Frédéric Leroux - C'est très simple, les thématiques gagnantes des années précrise - les pays émergents et les matières premières - vont garder le leadership. A côté des matières premières, l'or est une couverture formidable contre le risque de déflation et contre l'hyperinflation.
Didier Borowski - Sur l'or, il faut distinguer la matière première physique et les valeurs aurifères qui ont une bonne attractivité. Concernant les classes d'actifs, je tiens à revenir sur la dichotomie entre court terme et moyen/long terme. Sur un horizon de placement à 6-18 mois, il faut être très prudent parce que les mouvements ont été particulièrement marqués sur la période récente. Jusqu'à récemment, il y avait des évolutions à jouer à la fois du côté des marchés obligataires et des marchés actions. Cela est moins vrai dans la période de transition dans laquelle nous sommes.

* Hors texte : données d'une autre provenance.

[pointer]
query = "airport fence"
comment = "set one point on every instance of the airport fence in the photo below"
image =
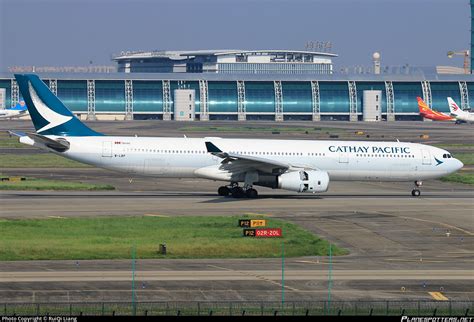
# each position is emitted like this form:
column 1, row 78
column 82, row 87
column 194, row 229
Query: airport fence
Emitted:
column 237, row 308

Sur le moyen et long terme, regarder les rentabilités passées des dix à quinze dernières années pour anticiper celles des dix à quinze prochaines serait une grossière erreur. On entrera dans un univers plus inflationniste, davantage tiré par les pays émergents et moins par l'économie américaine. Il y a donc de vraies thématiques d'investissement pour le long terme, qui plaident pour une allocation relative favorable aux actifs aujourd'hui jugés risqués. A plus court terme, les investisseurs peuvent certes nourrir des espoirs de gains, mais s'il y a bien une chose que la crise nous a rappelé, c'est qu'il n'y avait pas de rendement sans risque.
Franck Nicolas - Nous nous sommes toujours positionnés sur un portefeuille de reprise, favorable aux actions, quoique modérément, aux secteurs cycliques, aux émergents et favorable au crédit. Sans prédire un krach pour autant, nous sommes encore pour l'instant sous-pondérés sur les obligations d'Etat et sur le dollar. A court terme, nous remarquons que le marché manque un peu de ressort à l'heure actuelle. On pourrait très bien connaître une consolidation. Mais prudence, car les niveaux de «market cap» aujourd'hui sont ceux de fin 2003-début 2004 avec un PIB attendu sur 2010-2011, qui est plutôt celui des années 2006-2007. Il y a encore un petit potentiel d'extension des multiples sur les marchés, ne serait-ce que parce que les investisseurs peuvent décider qu'ils ont déjà pris du retard et n'ont pas investi au bon moment. Aujourd'hui, il y a beaucoup d'investisseurs qui courent après le marché. Cela peut amener encore de nombreux flux entrants sur le marché. Le pilotage court terme reste extrêmement délicat parce que le marché a beaucoup monté.
Philippe Troesch - C'est la même chose mais avec une surexposition sur les marches émergents. Cela marche assez bien. Si j'étais investisseur institutionnel, je commencerais à regarder l'immobilier, ce qu'il faut faire en bas de cycle. Il y a des opportunités. Il y a un certain nombre d'investisseurs institutionnels qui commencent à regarder ce marché.. Reste la grande question de savoir quel est le meilleur produit entre l'or et le pétrole. Quand on en parle à un Américain, il dira le pétrole ; en Europe, on a tendance à dire l'or. Et moi, c'est vrai, je travaille dans une banque suisse. Les Suisses sont attachés à l'or. Mais je n'ai pas de réponse entre l'or noir et l'or jaune.